Mark, the Majestic squire is the same as the Art Deco so that is covered, I will give thought to the executives if enough call for them. 





MarkD said:


> OKLAHOMAN said:
> 
> 
> > Here are the bushing I will be ordering, if you have any that you think would be added to this  list let me know here:
> ...


----------



## thewishman (Feb 12, 2014)

Sketch pencil bushings - HOORAY!


----------



## RODNEYBREAN (Feb 12, 2014)

ANY TBC BUSHINGS FOR SLIMLINE KITS ?


----------



## Constant Laubscher (Feb 12, 2014)

RODNEYBREAN said:


> ANY TBC BUSHINGS FOR SLIMLINE KITS ?


 

I would need the sizes for those but that was one of the things on my list to run.


----------



## walshjp17 (Feb 12, 2014)

I'd be interested in Stratus clicks (nice smooth mechanism) and Civil War Bullet Pens (assuming one or another of the ones you have decided to do already won't work).


----------



## edman2 (Feb 12, 2014)

How about the long click?


----------



## OKLAHOMAN (Feb 12, 2014)

Guy's and Gal's I will be sending Constance a list with sizes this evening so if anyone has the size for the slim, the bushing and the shaft let me know.


----------



## The Penguin (Feb 12, 2014)

long click - I would buy those.


----------



## edstreet (Feb 12, 2014)

Sounds like a megga poll is in order that includes all the pen kits.


----------



## southernclay (Feb 12, 2014)

OKLAHOMAN said:


> Guy's and Gal's I will be sending Constance a list with sizes this evening so if anyone has the size for the slim, the bushing and the shaft let me know.


 
Here is Penn State's
http://www.pennstateind.com/library/PKM-BUSH3.pdf

They say outside diameter of .330". CSUSA has .335"


Jr II series would be good to have too, thanks and congrats to both of you


----------



## Band Saw Box (Feb 12, 2014)

I'll be looking to buy a few set's.  I was hoping to have a few TBC pens done by now. But I guess things done always work as we hope.


----------



## OKLAHOMAN (Feb 12, 2014)

*Order placed*

The order is placed and we should have stock in 30 to 45 days, it looks like you want 60 degree recesses instead of a .248 hole through the bushing and that is what we will do. You speak we listen:biggrin:


----------



## edstreet (Feb 12, 2014)

Weather providing and the like ...


----------



## Smitty37 (Feb 12, 2014)

You just gotta move farther north Ed.





edstreet said:


> Weather providing and the like ...


----------



## edstreet (Feb 12, 2014)

Smitty37 said:


> You just gotta move farther north Ed.
> 
> 
> 
> ...



I am 110 miles south of Atlanta and right now they are under nasty while it's just a cold rain going on here.  However that's 1-2 zones away as well...


----------



## PenMan1 (Feb 12, 2014)

I'll buy them either way. The ones I got from JohnnyCNC years ago are getting tired.

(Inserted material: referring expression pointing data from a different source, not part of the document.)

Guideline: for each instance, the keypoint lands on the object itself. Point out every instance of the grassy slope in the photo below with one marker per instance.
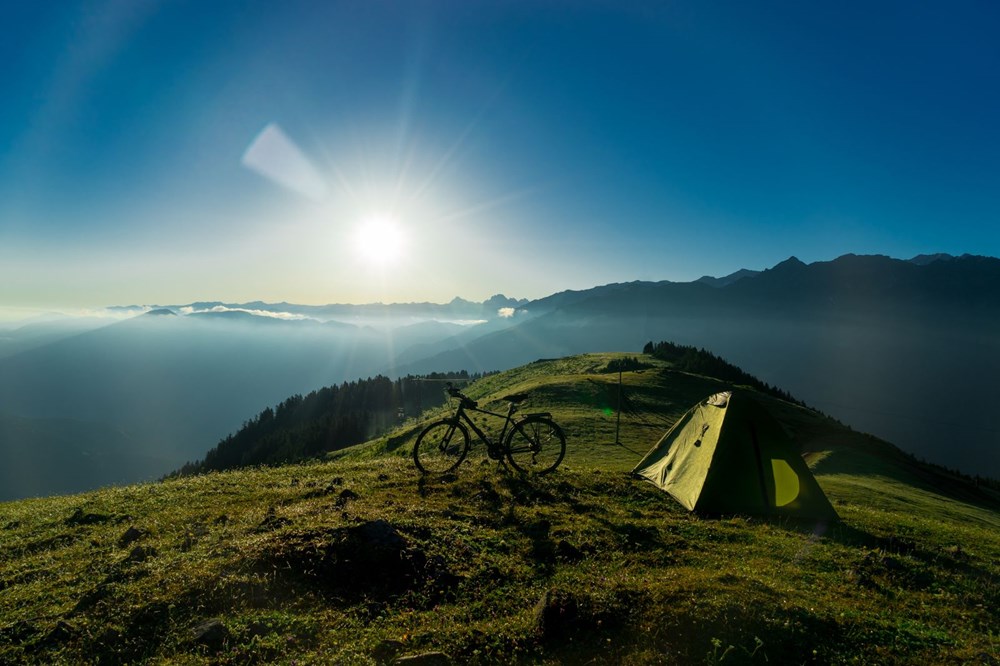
(910, 576)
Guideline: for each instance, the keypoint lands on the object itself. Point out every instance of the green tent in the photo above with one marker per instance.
(728, 455)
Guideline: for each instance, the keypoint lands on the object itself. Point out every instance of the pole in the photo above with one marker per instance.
(618, 420)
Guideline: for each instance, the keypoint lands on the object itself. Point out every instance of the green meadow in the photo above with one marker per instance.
(356, 559)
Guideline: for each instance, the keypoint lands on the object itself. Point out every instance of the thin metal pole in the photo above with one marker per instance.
(618, 421)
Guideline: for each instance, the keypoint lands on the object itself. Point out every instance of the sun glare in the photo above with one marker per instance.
(380, 240)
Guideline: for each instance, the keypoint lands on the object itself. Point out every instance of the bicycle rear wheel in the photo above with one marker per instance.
(441, 447)
(535, 445)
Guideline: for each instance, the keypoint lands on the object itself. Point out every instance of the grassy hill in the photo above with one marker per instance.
(356, 559)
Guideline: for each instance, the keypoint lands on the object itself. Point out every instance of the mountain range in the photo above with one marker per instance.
(905, 349)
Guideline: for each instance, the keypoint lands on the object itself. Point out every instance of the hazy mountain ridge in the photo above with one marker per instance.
(457, 308)
(889, 346)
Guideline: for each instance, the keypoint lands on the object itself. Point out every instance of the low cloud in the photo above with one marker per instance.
(288, 316)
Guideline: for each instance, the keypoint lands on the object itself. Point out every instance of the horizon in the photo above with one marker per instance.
(20, 315)
(376, 153)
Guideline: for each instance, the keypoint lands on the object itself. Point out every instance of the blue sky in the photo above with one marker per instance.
(515, 147)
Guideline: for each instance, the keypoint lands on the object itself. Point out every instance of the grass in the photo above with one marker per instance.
(359, 560)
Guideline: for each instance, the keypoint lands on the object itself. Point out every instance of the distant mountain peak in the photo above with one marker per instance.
(794, 262)
(727, 280)
(925, 259)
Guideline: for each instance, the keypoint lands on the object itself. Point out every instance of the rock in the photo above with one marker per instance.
(386, 651)
(18, 632)
(131, 534)
(211, 634)
(90, 599)
(556, 614)
(140, 554)
(272, 522)
(79, 517)
(63, 632)
(346, 495)
(568, 552)
(425, 659)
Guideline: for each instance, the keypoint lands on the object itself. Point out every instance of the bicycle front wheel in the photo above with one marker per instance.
(536, 445)
(441, 447)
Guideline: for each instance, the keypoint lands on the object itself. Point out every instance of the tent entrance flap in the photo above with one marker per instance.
(729, 455)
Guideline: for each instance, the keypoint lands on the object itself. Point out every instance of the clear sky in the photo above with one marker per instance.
(318, 152)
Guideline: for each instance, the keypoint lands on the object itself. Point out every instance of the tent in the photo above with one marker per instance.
(728, 455)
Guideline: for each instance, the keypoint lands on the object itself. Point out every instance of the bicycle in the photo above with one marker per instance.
(533, 444)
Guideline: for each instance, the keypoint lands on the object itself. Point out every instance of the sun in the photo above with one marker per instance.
(380, 240)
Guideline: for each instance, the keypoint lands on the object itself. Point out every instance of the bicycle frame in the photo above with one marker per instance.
(492, 445)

I would prefer them with 7mm holes, but I can drill holes in the few that I use that way. GOOD JOB! It's about time we have these back in the market place!


----------



## lorbay (Feb 12, 2014)

PenMan1 said:


> I'll buy them either way. The ones I got from JohnnyCNC years ago are getting tired.
> 
> I would prefer them with 7mm holes, but I can drill holes in the few that I use that way. GOOD JOB! It's about time we have these back in the market place!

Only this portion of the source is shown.